Following Brazilian independence in 1822, Rio de Janeiro continued to be governed more directly than other provinces, largely because it remained the capital of the Viceroyalty of Brazil.

Furthermore, Rio de Janeiro remained as the capital of the Empire of Brazil, which caused the minister to administer the whole province using decrees, which he directed to the Municipal chambers of cities which, at that time, were growing at a rapid pace due to the expansion and strengthening of coffee plantations in the Paraíba Valley, which already surpassed the strength of sugarcane plantations in the North Fluminense region.

In 1834, the Additional Act created the Neutral Municipality, separating the city of Rio de Janeiro from the surrounding Province of Rio de Janeiro.
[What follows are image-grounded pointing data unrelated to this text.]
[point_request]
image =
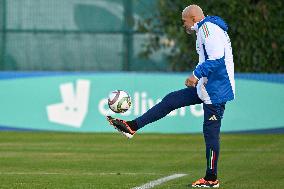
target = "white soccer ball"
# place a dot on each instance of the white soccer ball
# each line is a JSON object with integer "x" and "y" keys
{"x": 119, "y": 101}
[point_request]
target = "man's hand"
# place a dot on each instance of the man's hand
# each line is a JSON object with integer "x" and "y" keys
{"x": 191, "y": 81}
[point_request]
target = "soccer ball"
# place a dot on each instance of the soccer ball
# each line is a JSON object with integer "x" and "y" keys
{"x": 119, "y": 101}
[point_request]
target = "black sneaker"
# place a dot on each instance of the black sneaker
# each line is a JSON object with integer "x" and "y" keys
{"x": 121, "y": 126}
{"x": 202, "y": 183}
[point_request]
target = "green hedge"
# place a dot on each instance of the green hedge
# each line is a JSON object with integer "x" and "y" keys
{"x": 255, "y": 28}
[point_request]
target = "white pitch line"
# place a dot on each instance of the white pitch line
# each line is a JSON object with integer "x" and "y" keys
{"x": 154, "y": 183}
{"x": 58, "y": 173}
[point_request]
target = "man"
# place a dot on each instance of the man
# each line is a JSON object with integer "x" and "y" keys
{"x": 212, "y": 83}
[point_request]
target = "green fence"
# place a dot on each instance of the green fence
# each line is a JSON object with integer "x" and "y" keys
{"x": 78, "y": 102}
{"x": 75, "y": 35}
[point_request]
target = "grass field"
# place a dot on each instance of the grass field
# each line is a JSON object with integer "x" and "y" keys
{"x": 68, "y": 160}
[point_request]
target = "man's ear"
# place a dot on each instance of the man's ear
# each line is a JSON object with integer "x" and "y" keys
{"x": 194, "y": 19}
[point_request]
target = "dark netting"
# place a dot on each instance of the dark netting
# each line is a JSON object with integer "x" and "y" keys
{"x": 1, "y": 33}
{"x": 74, "y": 35}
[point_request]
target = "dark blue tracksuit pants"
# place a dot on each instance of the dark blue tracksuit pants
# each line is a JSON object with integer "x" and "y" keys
{"x": 213, "y": 113}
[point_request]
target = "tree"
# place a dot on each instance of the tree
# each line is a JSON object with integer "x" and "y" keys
{"x": 255, "y": 28}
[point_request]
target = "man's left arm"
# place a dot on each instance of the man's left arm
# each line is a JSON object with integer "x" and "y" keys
{"x": 214, "y": 50}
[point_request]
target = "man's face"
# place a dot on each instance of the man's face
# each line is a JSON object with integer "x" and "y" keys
{"x": 188, "y": 22}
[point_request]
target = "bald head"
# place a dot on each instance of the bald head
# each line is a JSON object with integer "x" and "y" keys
{"x": 193, "y": 11}
{"x": 191, "y": 15}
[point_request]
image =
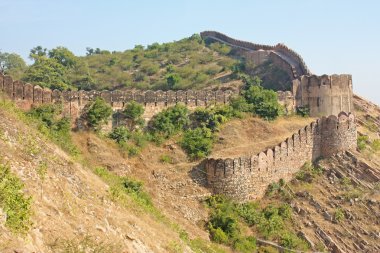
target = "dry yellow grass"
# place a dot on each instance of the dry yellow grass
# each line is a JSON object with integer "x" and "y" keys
{"x": 253, "y": 135}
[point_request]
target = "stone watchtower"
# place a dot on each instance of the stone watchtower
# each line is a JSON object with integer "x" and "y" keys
{"x": 324, "y": 95}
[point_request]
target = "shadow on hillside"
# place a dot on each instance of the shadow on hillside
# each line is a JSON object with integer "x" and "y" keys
{"x": 198, "y": 174}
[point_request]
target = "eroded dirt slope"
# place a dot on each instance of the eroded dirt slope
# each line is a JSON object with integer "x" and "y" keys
{"x": 71, "y": 203}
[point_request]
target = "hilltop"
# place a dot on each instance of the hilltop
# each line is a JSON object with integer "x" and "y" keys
{"x": 138, "y": 170}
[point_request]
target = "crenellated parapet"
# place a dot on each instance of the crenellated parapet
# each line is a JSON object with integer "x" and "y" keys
{"x": 324, "y": 95}
{"x": 282, "y": 55}
{"x": 26, "y": 96}
{"x": 247, "y": 177}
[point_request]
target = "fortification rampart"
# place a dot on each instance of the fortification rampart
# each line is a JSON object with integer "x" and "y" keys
{"x": 26, "y": 96}
{"x": 247, "y": 177}
{"x": 324, "y": 95}
{"x": 285, "y": 54}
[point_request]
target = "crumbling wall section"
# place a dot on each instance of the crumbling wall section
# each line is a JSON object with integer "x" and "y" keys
{"x": 247, "y": 177}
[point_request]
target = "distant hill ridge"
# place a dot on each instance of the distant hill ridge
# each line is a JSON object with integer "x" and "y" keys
{"x": 324, "y": 95}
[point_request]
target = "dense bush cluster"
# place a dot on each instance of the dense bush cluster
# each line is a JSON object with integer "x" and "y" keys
{"x": 13, "y": 201}
{"x": 52, "y": 124}
{"x": 97, "y": 113}
{"x": 183, "y": 64}
{"x": 227, "y": 220}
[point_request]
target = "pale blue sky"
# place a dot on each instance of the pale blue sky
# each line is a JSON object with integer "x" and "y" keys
{"x": 340, "y": 36}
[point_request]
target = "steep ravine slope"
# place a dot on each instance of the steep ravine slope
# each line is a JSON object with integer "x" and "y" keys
{"x": 71, "y": 204}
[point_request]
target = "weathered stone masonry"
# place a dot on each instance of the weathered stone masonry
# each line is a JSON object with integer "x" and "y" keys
{"x": 247, "y": 177}
{"x": 324, "y": 95}
{"x": 26, "y": 95}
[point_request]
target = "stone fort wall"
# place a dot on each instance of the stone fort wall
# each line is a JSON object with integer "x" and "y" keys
{"x": 324, "y": 95}
{"x": 26, "y": 96}
{"x": 279, "y": 48}
{"x": 247, "y": 177}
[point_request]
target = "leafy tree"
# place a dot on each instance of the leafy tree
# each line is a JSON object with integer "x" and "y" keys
{"x": 47, "y": 72}
{"x": 90, "y": 51}
{"x": 170, "y": 121}
{"x": 11, "y": 62}
{"x": 264, "y": 102}
{"x": 98, "y": 113}
{"x": 37, "y": 52}
{"x": 210, "y": 118}
{"x": 63, "y": 56}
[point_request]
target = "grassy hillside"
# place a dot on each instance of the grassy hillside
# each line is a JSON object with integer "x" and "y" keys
{"x": 183, "y": 64}
{"x": 190, "y": 63}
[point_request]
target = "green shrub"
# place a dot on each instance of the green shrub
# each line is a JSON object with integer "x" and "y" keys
{"x": 249, "y": 212}
{"x": 98, "y": 113}
{"x": 123, "y": 185}
{"x": 220, "y": 48}
{"x": 120, "y": 134}
{"x": 303, "y": 111}
{"x": 226, "y": 221}
{"x": 245, "y": 245}
{"x": 291, "y": 241}
{"x": 338, "y": 215}
{"x": 218, "y": 235}
{"x": 54, "y": 126}
{"x": 166, "y": 159}
{"x": 13, "y": 201}
{"x": 270, "y": 225}
{"x": 172, "y": 80}
{"x": 239, "y": 104}
{"x": 362, "y": 142}
{"x": 197, "y": 142}
{"x": 133, "y": 112}
{"x": 375, "y": 145}
{"x": 170, "y": 121}
{"x": 264, "y": 102}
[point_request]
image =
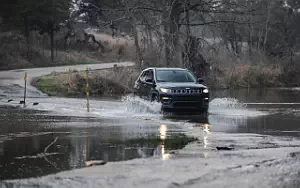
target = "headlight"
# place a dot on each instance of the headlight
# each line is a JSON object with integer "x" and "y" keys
{"x": 164, "y": 90}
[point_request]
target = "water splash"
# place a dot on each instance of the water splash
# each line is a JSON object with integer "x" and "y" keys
{"x": 226, "y": 103}
{"x": 232, "y": 107}
{"x": 137, "y": 105}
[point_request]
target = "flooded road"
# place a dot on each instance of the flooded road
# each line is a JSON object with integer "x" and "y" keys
{"x": 58, "y": 135}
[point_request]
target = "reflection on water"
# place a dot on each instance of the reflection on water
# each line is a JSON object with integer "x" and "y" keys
{"x": 24, "y": 136}
{"x": 32, "y": 150}
{"x": 163, "y": 136}
{"x": 207, "y": 131}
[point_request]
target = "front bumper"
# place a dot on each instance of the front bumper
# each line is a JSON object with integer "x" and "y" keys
{"x": 190, "y": 102}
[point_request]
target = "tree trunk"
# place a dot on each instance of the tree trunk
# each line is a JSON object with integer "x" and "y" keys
{"x": 171, "y": 28}
{"x": 137, "y": 45}
{"x": 267, "y": 26}
{"x": 26, "y": 25}
{"x": 52, "y": 42}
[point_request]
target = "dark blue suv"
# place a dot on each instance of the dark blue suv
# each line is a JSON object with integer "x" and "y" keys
{"x": 177, "y": 89}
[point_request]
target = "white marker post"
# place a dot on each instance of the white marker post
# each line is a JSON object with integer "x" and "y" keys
{"x": 87, "y": 89}
{"x": 25, "y": 79}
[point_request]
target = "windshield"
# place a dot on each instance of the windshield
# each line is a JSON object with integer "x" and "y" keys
{"x": 174, "y": 76}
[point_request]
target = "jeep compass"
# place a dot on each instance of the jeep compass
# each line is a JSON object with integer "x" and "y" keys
{"x": 177, "y": 89}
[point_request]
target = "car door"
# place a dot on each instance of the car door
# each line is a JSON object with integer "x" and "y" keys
{"x": 139, "y": 84}
{"x": 148, "y": 84}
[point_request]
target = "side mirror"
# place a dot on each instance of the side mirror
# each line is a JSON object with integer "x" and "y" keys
{"x": 200, "y": 80}
{"x": 149, "y": 80}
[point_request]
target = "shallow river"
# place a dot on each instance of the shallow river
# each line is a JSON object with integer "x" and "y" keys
{"x": 58, "y": 134}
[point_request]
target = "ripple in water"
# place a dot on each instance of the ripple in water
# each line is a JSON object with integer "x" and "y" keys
{"x": 232, "y": 107}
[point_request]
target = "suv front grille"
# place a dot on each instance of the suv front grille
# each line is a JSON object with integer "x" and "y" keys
{"x": 186, "y": 91}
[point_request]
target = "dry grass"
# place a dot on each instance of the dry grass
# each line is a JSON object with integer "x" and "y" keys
{"x": 108, "y": 82}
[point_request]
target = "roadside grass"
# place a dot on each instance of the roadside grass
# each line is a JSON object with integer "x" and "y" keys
{"x": 106, "y": 82}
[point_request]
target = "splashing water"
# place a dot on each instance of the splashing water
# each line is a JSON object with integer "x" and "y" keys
{"x": 232, "y": 107}
{"x": 137, "y": 105}
{"x": 226, "y": 103}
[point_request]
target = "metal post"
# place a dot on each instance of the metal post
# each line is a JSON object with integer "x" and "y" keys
{"x": 25, "y": 79}
{"x": 87, "y": 89}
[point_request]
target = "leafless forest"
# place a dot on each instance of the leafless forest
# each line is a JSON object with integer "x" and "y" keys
{"x": 244, "y": 43}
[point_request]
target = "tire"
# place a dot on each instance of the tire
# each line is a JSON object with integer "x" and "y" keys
{"x": 155, "y": 98}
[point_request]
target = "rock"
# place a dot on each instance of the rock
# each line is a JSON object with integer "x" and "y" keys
{"x": 94, "y": 163}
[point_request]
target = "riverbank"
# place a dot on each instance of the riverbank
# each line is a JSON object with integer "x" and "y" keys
{"x": 106, "y": 82}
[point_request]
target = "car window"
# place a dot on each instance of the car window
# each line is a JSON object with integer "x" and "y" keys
{"x": 143, "y": 76}
{"x": 147, "y": 75}
{"x": 175, "y": 76}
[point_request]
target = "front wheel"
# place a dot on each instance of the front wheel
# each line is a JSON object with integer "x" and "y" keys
{"x": 155, "y": 98}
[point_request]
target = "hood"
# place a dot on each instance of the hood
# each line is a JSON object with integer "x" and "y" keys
{"x": 180, "y": 85}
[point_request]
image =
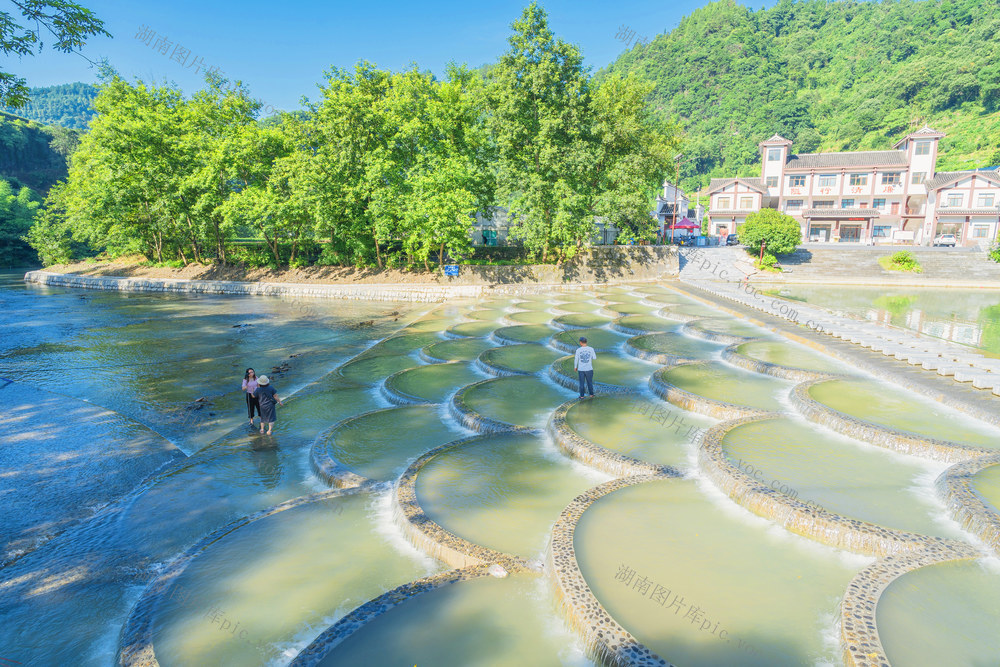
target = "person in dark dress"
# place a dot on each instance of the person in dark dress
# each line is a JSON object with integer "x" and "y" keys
{"x": 249, "y": 386}
{"x": 268, "y": 397}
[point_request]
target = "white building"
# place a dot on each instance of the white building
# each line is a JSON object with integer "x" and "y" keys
{"x": 864, "y": 197}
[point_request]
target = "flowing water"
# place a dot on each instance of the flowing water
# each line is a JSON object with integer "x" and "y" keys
{"x": 124, "y": 446}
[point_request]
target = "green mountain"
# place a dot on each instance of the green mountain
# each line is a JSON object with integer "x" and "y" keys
{"x": 831, "y": 76}
{"x": 68, "y": 105}
{"x": 32, "y": 154}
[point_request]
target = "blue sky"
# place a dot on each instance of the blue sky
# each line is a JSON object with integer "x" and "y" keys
{"x": 280, "y": 49}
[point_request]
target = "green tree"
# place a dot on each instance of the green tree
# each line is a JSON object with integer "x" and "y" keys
{"x": 538, "y": 95}
{"x": 17, "y": 212}
{"x": 779, "y": 234}
{"x": 69, "y": 23}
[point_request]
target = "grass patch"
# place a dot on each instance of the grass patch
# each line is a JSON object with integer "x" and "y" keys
{"x": 900, "y": 261}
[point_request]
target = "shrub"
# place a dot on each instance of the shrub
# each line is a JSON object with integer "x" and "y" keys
{"x": 777, "y": 232}
{"x": 902, "y": 260}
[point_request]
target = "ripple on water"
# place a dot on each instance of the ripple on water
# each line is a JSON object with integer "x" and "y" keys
{"x": 503, "y": 492}
{"x": 786, "y": 353}
{"x": 610, "y": 368}
{"x": 599, "y": 339}
{"x": 483, "y": 621}
{"x": 614, "y": 423}
{"x": 378, "y": 445}
{"x": 526, "y": 333}
{"x": 944, "y": 614}
{"x": 676, "y": 344}
{"x": 433, "y": 383}
{"x": 770, "y": 596}
{"x": 260, "y": 593}
{"x": 518, "y": 400}
{"x": 839, "y": 474}
{"x": 889, "y": 406}
{"x": 721, "y": 382}
{"x": 583, "y": 320}
{"x": 463, "y": 349}
{"x": 527, "y": 358}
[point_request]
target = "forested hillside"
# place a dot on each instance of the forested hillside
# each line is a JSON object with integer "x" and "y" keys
{"x": 32, "y": 154}
{"x": 829, "y": 75}
{"x": 68, "y": 105}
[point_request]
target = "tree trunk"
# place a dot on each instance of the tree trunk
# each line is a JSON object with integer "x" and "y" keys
{"x": 378, "y": 255}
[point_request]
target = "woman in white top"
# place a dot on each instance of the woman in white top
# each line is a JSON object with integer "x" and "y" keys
{"x": 249, "y": 387}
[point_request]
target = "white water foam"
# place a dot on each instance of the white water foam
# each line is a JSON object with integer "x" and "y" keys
{"x": 380, "y": 511}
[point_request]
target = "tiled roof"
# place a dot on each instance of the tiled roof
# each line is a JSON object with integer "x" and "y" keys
{"x": 925, "y": 131}
{"x": 753, "y": 183}
{"x": 860, "y": 159}
{"x": 776, "y": 139}
{"x": 944, "y": 178}
{"x": 840, "y": 213}
{"x": 968, "y": 211}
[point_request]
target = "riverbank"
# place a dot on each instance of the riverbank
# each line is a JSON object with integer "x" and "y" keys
{"x": 601, "y": 266}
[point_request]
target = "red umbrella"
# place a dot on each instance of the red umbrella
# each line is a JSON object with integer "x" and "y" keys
{"x": 685, "y": 224}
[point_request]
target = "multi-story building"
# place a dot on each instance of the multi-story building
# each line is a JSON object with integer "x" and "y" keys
{"x": 864, "y": 197}
{"x": 673, "y": 206}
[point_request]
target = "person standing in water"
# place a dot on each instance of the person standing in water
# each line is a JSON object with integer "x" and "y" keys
{"x": 583, "y": 364}
{"x": 267, "y": 396}
{"x": 249, "y": 387}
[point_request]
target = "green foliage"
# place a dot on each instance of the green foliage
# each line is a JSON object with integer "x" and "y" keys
{"x": 830, "y": 76}
{"x": 902, "y": 260}
{"x": 387, "y": 169}
{"x": 17, "y": 212}
{"x": 566, "y": 149}
{"x": 67, "y": 25}
{"x": 69, "y": 105}
{"x": 34, "y": 155}
{"x": 777, "y": 232}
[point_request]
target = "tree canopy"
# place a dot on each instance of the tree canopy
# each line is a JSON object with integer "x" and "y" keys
{"x": 384, "y": 169}
{"x": 838, "y": 75}
{"x": 68, "y": 24}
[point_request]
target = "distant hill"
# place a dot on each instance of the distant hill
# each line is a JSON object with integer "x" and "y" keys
{"x": 838, "y": 75}
{"x": 32, "y": 154}
{"x": 67, "y": 105}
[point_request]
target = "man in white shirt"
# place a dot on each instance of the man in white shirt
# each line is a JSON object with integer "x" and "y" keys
{"x": 583, "y": 364}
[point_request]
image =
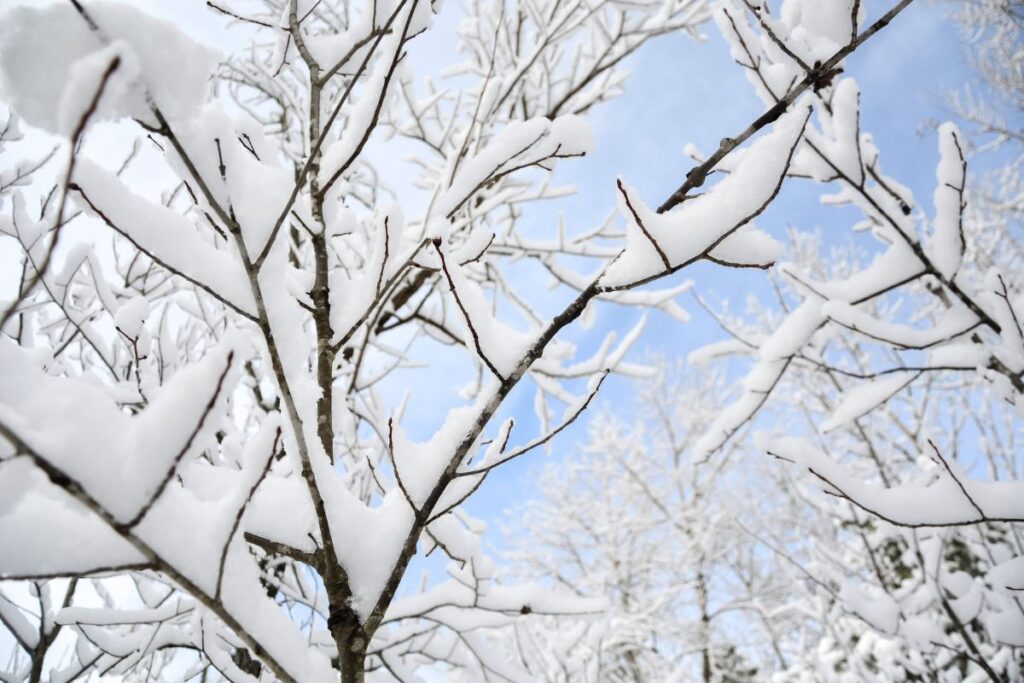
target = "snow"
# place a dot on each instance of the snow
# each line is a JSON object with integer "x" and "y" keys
{"x": 946, "y": 247}
{"x": 47, "y": 87}
{"x": 705, "y": 222}
{"x": 941, "y": 502}
{"x": 866, "y": 396}
{"x": 518, "y": 144}
{"x": 170, "y": 238}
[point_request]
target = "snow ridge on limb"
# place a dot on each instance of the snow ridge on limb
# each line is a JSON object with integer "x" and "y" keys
{"x": 710, "y": 224}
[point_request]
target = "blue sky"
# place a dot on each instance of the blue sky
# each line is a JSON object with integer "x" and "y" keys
{"x": 685, "y": 91}
{"x": 682, "y": 91}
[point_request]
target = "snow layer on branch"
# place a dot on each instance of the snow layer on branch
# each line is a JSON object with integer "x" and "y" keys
{"x": 774, "y": 355}
{"x": 519, "y": 144}
{"x": 817, "y": 28}
{"x": 44, "y": 531}
{"x": 705, "y": 222}
{"x": 865, "y": 397}
{"x": 37, "y": 81}
{"x": 946, "y": 247}
{"x": 499, "y": 345}
{"x": 940, "y": 503}
{"x": 168, "y": 237}
{"x": 897, "y": 264}
{"x": 955, "y": 321}
{"x": 118, "y": 459}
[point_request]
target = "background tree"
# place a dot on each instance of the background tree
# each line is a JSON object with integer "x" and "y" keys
{"x": 667, "y": 541}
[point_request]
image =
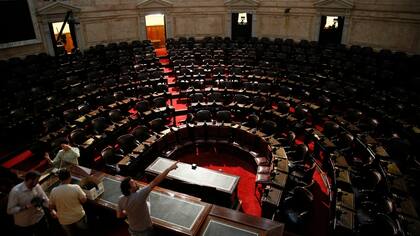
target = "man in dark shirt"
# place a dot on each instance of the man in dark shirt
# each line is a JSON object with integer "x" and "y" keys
{"x": 133, "y": 204}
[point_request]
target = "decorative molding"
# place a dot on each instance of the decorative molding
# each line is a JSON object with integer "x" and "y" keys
{"x": 334, "y": 4}
{"x": 155, "y": 4}
{"x": 57, "y": 8}
{"x": 242, "y": 3}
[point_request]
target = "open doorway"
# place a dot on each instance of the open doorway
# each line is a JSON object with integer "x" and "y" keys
{"x": 155, "y": 30}
{"x": 241, "y": 26}
{"x": 62, "y": 37}
{"x": 331, "y": 29}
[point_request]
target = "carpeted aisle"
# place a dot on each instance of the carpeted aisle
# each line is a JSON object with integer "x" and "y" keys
{"x": 231, "y": 164}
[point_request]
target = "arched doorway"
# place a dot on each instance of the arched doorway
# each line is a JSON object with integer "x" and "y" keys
{"x": 241, "y": 26}
{"x": 331, "y": 29}
{"x": 156, "y": 30}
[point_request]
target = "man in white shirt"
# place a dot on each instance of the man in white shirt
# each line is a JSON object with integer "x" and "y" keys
{"x": 133, "y": 204}
{"x": 25, "y": 204}
{"x": 66, "y": 154}
{"x": 67, "y": 200}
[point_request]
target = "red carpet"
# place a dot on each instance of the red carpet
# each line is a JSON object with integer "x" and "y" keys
{"x": 161, "y": 52}
{"x": 231, "y": 164}
{"x": 321, "y": 206}
{"x": 18, "y": 159}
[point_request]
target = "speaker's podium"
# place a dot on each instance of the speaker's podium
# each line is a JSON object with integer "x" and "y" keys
{"x": 211, "y": 186}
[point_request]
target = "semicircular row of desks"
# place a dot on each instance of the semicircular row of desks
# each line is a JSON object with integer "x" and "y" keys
{"x": 173, "y": 212}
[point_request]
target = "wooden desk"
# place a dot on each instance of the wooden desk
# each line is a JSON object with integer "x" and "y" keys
{"x": 199, "y": 176}
{"x": 340, "y": 161}
{"x": 271, "y": 201}
{"x": 174, "y": 212}
{"x": 345, "y": 199}
{"x": 344, "y": 221}
{"x": 279, "y": 179}
{"x": 222, "y": 221}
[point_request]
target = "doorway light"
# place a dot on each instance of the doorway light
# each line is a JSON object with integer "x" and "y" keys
{"x": 331, "y": 22}
{"x": 242, "y": 19}
{"x": 155, "y": 19}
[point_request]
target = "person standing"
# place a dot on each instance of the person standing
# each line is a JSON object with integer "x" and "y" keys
{"x": 133, "y": 204}
{"x": 67, "y": 200}
{"x": 25, "y": 203}
{"x": 66, "y": 154}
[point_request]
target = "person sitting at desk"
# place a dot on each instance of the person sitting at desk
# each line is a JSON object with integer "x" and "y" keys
{"x": 133, "y": 204}
{"x": 66, "y": 154}
{"x": 25, "y": 204}
{"x": 67, "y": 199}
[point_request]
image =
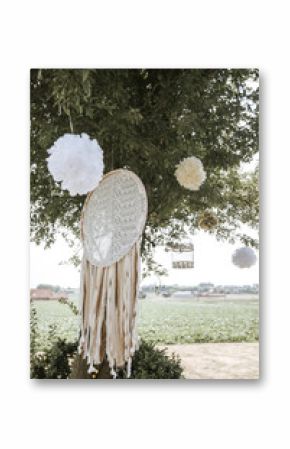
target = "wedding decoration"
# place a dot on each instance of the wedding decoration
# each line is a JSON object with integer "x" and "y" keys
{"x": 244, "y": 257}
{"x": 207, "y": 220}
{"x": 112, "y": 222}
{"x": 190, "y": 173}
{"x": 77, "y": 162}
{"x": 182, "y": 254}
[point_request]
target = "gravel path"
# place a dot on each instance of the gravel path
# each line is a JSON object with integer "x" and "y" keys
{"x": 218, "y": 360}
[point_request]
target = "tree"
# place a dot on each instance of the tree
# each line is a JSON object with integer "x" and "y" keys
{"x": 147, "y": 121}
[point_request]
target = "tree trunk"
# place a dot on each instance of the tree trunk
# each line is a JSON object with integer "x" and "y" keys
{"x": 80, "y": 367}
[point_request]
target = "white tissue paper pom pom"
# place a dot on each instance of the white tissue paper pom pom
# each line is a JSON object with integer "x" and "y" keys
{"x": 190, "y": 173}
{"x": 244, "y": 257}
{"x": 77, "y": 162}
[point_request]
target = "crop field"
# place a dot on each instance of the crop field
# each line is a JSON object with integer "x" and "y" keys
{"x": 169, "y": 321}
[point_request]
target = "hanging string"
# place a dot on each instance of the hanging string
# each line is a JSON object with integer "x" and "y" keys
{"x": 70, "y": 123}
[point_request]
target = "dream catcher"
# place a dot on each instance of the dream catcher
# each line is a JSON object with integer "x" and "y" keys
{"x": 113, "y": 219}
{"x": 112, "y": 223}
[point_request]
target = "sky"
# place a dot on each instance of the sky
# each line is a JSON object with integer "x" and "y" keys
{"x": 212, "y": 263}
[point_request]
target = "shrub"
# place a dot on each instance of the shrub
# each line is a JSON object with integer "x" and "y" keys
{"x": 59, "y": 360}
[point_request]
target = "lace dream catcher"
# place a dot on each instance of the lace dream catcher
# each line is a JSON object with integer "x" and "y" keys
{"x": 113, "y": 219}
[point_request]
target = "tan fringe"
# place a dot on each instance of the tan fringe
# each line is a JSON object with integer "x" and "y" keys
{"x": 108, "y": 310}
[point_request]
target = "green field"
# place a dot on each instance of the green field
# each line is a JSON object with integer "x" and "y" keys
{"x": 169, "y": 320}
While the municipality remained under direct imperial control as the seat of government, the province established its capital in Vila Real da Praia Grande (renamed Niterói (Note: At the time spelled "Nictheroy") in 1835).

The Neutral Municipality maintained its own elected municipal chamber, responsible for local administration, though certain services remained under national authority. After the proclamation of the republic in 1889, Rio de Janeiro continued to serve as Brazil's capital, and the Neutral Municipality was replaced by the Federal District under the Constitution of 1891.